Downforce is measured in pounds, not clicks. Brake bias is backwards. Some cars are just generally better without rear wings and front splitters. Locked differentials are preferable regardless of what you’re driving. For next weeks’ race, I’ve discovered selecting Sport tires rather than slicks, and paying careful attention to my car’s overall weight, warrants a two second advantage – otherwise impossible to make up at the Daytona Road Course. Guys have shown up with one thousand horsepower Mazda Miata’s that can’t turn and still completely decimated the field with tires that were a lap away from utterly melting off.
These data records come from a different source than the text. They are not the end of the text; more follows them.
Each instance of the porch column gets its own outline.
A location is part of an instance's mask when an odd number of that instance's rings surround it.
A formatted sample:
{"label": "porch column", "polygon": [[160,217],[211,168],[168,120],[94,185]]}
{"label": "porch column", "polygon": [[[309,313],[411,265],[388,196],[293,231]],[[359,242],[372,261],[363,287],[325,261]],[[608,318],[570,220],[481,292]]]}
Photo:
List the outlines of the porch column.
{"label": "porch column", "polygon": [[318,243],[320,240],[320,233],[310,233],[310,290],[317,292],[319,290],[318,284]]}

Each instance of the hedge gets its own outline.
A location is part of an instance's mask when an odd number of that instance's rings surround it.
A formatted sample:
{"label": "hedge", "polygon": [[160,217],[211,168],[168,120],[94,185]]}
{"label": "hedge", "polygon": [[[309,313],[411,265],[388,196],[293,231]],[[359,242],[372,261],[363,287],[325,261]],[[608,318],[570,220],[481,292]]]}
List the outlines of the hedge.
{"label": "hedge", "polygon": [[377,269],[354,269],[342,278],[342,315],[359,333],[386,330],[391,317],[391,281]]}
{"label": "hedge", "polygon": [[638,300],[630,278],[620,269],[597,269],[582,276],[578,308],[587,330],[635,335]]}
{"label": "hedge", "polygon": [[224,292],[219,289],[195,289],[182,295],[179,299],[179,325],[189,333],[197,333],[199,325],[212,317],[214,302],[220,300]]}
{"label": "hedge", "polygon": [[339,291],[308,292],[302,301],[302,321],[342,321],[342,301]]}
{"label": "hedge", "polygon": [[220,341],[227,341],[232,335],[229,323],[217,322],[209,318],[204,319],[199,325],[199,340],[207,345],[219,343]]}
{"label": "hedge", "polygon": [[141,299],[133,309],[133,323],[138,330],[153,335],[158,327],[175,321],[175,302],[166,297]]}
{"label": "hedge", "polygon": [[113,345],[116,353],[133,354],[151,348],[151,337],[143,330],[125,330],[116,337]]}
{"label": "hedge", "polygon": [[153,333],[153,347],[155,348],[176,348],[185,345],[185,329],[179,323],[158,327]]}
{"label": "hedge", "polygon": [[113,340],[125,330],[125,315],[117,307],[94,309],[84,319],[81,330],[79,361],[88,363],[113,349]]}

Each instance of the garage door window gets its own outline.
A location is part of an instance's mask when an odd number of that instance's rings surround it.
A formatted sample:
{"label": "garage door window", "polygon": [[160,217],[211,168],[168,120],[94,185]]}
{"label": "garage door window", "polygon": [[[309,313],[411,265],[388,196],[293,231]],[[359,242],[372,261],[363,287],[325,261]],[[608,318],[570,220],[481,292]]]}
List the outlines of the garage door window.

For the more traditional sim racers, it’s very difficult to digest what’s occurring on the screen, and why.
However, when everything goes according to plan and there are four vastly different cars all within a second of each other, that’s when the magic of Forza Motorsport comes to fruition, and it’s why a lot of people still continue to support this franchise. We will probably never have a Formula One simulator that allows us to design our own car from the ground up and embark upon a technological arms race against our friends, but Forza Motorsport’s sandbox gets pretty close to the same idea.
The problem is, right now Turn 10 have stifled it’s growth. As an online platform, Forza Motorsport 7 is great fun – and a little bit frustrating due to some bugs – when played in private against a group of like-minded individuals who are all on the same wave length in terms of what they want from a hole-in-the-wall online league. Yet in jacking the intensity up a notch, Turn 10 have suspiciously removed integral functionalities that would allow this multi-platform racer to continue fostering it’s own online ecosystem.
Hardcore sim racers may not like Forza Motorsport or what it represents, but there are a large portion of gamers who absolutely do, and were quite happy with the way Forza Motorsport 6 was progressing further and further into that realm by the end of it’s status as the primary Forza title. With this new release, Turn 10 left all of this genuinely great stuff on the cutting room floor. In their places? A virtual slot machine, an emphasis on car classes people never really asked for, avatar dress-up, lame pre-order bonuses, and a chunk of the game’s cars hidden away as rewards that some people might not ever obtain.
Only time will tell if this will be rectified for the better.